Gambang kromong is a traditional orchestra of Betawi people which is a blend of gamelan, Western music and Chinese-style pentatonic base tones. Gambang kromong is closely associated with the Chinese Betawi community, especially the Chinese Peranakan, most of whom originated in southern Fujian. It was popular in the 1930s.

== Instruments ==
Gambang kromong orchestral instruments consist of: gambang kayu (a xylophone-like instrument), kromong (a set of 5 toned bonang), two Chinese rebab-like instruments called ohyan and gihyan with its resonator made out of a small coconut shell, a diatonic pitched flute that is blown crosswise, kenong and gendang drums. Western instruments such as trumpets, guitars, violins, and saxophones may also be included.

==History==
Nie Hoe Kong, Kapitein der Chinezen, a musician and Dutch-appointed leader of the Chinese community in mid-18th-century Batavia, is considered one of the early figures who developed the Gambang kromong.
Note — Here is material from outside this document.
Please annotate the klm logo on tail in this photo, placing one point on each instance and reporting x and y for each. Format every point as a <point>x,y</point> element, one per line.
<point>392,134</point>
In its first appearance in Batavia, the orchestra was called gambang. Later in the beginning of the 20th century, they began to use additional instruments, the bonang or kromong, so it is called gambang kromong. During that period, almost every part of Batavia had a gambang kromong orchestra.

Gambang Kromong reached its peak of popularity around 1937. One of the popular groups was Gambang Kromong Ngo Hong Lao, whose players were all ethnic Chinese people. The instruments used in the orchestral group were considered to be the most extensive. For the wealthy Chinese, it was a custom to liven up a party by calling a gambang kromong orchestra, usually accompanying a song. Gambang kromong was also performed during the Cap Go Meh festival, sometimes with plays.

==Characteristics==
Gambang kromong used the Chinese pentatonic scale instead of the local slendro tuning system typically used by Javanese, Sundanese, or Balinese gamelans. The set appears in the xylophone-like instrument gambang, used in the orchestra.

In addition to accompanying songs, Gambang Kromong usually accompanies social dances such as the Cokek dance, a newly created performance dance as well as in Lenong theatre.